Furthermore, the survey included two open-ended questions: 1) ‘In your own words, how did you experience using your buddy?’ and 2) ‘In your own words, how did you experience being a buddy for a colleague?’. An additional box for free-text comments was available at the end of the survey.
Finally, both questionnaires (Q1 and Q2) contained three categorical items on gender, professional background, and seniority, and Q2 included three additional items regarding the length of employment in the department, attendance at the Buddy Study seminar (yes/no), and whether two buddies were chosen (yes/no). Within a time period of 18 months, there is a turnover of staff, and items on seminar attendance and selection of buddies were included to keep track on the level of implementation of the Buddy Study program.
Respondents and data collection—interviews
Upon the completion of Q2, an e-mail invitation to participate in an individual online interview was distributed to all participants in both departments. Because of COVID-19 restrictions, interviews were conducted and recorded via Zoom. A semi-structured interview guide based on preliminary results from the survey was developed, which focused on i) experiences with having a buddy program in the department, ii) peer support in general, iii) the meaning of self-selected relations, and iv) shortcomings of the program. Interviews were conducted by the first author (KS).
Questionnaires with three or more missing responses were excluded, and the remaining missing responses were omitted from the final analyses. Respondents’ characteristics are expressed as proportions. To compare the two groups of respondents, chi-square tests were performed. The response options of the nine items assessing the participants’ experiences with the seminar, four items on using a buddy, and four items on being activated as a buddy were collapsed into three categories: ‘agree’ (agree/strongly agree), ‘neither agree nor disagree’, and ‘disagree’ (disagree/strongly disagree). The results are expressed as proportions. The five items evaluating the buddy program in general in Q2 were collapsed into’agree’ (to a large extent/ to some extent), ‘neither agree nor disagree’ (do not know), and ‘disagree’ (to a lesser extent/not at all). The results are expressed as proportions. Data analyses were performed using STATA 16.0 software (StataCorp 2019/College Station, TX, USA).
Each event leading to a Buddy contact was registered by type and number.

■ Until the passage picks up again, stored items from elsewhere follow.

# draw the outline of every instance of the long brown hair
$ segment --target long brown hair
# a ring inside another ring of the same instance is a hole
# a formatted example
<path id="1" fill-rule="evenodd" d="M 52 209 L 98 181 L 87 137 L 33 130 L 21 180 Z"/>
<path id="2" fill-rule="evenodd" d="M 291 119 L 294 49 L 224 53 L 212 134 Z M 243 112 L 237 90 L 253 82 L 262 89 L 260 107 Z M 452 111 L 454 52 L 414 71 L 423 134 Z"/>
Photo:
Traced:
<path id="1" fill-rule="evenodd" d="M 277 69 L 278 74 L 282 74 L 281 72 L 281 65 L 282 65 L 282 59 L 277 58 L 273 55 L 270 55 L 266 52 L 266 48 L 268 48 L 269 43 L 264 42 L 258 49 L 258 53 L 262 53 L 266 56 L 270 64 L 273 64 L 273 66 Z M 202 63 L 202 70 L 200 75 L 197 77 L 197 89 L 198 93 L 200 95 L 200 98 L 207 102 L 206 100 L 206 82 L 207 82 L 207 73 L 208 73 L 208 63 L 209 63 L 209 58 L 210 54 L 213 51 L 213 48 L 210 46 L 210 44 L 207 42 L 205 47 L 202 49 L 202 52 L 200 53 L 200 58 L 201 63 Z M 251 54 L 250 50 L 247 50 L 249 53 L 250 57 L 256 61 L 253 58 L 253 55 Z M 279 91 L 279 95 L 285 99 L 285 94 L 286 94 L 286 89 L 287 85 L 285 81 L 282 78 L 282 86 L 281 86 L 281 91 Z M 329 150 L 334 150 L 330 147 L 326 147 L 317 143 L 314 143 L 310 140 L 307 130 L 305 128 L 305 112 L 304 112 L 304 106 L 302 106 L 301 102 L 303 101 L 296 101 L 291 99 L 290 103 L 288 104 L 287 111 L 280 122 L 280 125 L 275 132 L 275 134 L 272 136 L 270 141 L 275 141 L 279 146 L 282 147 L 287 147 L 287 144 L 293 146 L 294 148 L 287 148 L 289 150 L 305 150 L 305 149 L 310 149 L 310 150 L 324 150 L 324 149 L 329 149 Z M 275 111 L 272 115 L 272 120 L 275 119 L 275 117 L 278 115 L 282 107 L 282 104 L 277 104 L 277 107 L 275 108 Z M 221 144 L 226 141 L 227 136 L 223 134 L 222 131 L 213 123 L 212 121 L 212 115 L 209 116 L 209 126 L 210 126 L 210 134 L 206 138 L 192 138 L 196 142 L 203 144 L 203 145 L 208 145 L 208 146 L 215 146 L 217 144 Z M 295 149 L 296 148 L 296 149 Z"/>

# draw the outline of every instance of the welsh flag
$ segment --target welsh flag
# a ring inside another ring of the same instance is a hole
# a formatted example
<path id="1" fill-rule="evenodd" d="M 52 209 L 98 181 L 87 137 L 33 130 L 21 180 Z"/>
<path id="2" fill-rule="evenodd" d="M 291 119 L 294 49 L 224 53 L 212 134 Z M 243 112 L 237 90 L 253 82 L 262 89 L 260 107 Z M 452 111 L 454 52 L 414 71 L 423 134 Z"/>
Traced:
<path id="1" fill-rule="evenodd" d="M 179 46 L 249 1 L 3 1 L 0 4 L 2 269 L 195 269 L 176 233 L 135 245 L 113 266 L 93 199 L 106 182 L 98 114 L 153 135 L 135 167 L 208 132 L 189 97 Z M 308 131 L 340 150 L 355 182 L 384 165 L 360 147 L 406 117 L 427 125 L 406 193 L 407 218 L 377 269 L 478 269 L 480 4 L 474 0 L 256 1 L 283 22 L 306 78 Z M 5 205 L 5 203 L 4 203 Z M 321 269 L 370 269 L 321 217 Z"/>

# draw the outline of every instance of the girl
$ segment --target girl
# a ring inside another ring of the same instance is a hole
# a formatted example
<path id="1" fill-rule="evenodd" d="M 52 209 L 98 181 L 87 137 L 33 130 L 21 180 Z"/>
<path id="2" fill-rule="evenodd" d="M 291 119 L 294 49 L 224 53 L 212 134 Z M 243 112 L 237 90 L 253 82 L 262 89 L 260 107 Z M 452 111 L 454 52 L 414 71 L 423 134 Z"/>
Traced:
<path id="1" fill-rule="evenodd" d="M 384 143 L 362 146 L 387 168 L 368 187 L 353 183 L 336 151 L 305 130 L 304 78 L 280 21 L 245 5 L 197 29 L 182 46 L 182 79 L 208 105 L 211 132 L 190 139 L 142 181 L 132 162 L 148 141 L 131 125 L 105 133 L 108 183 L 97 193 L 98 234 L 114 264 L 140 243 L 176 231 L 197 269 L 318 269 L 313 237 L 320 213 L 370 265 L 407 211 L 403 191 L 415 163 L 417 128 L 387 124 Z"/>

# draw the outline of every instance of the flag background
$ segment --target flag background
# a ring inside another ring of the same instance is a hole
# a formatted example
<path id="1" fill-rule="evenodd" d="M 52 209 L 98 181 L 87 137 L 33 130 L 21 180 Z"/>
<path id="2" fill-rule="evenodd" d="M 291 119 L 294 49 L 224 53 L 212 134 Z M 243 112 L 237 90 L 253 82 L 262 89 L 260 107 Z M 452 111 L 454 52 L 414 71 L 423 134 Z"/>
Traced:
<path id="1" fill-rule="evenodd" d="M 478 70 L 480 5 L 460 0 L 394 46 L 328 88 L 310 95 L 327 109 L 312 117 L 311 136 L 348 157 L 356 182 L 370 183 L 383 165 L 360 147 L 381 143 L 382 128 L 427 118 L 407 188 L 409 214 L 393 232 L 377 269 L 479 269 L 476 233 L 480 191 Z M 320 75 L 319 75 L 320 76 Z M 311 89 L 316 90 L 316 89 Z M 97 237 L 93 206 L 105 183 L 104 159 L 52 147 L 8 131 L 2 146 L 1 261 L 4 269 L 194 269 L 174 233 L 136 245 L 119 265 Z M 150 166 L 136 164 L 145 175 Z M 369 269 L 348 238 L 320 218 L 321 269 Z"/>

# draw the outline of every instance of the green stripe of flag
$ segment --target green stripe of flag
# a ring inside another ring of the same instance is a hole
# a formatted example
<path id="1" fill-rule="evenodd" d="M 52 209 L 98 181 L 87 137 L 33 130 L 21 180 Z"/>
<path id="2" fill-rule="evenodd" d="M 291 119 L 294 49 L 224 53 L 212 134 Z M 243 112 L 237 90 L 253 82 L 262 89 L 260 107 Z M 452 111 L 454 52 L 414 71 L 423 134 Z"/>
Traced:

When performing qualitative data analysis, audio recordings of the interviews were listened to several times, and selected excerpts were transcribed, as proposed by Miles et al. . The transcribed data were pooled with the data from the open-ended questions and free-text comments in the survey. Rooted in an essentialist paradigm, and in line with the descriptive, thematic analyses of the survey data, an essentialist approach was followed for the analysis of the qualitative data assuming a simple, unidirectional relationship between meaning and experience and language, as proposed by Braun and Clarke . This entailed reporting experiences, meanings and the reality of participants, and performing a descriptive content analysis to comprehensively summarise the data by staying close to the words and events. This is an adoption of Sandelowki’s exposition of qualitative descriptive studies, representing language as a ‘vehicle of communication’, not itself an interpretive structure that must be read . The coding process departed from the pre-existing categories in the survey and the interview guide. The codes were modified by the first author (KS) during the next cycles of coding, and interviews were listened to again to select further excerpts for transcription. Descriptive themes were selected and placed in a matrix with condensed descriptions and illustrative quotes.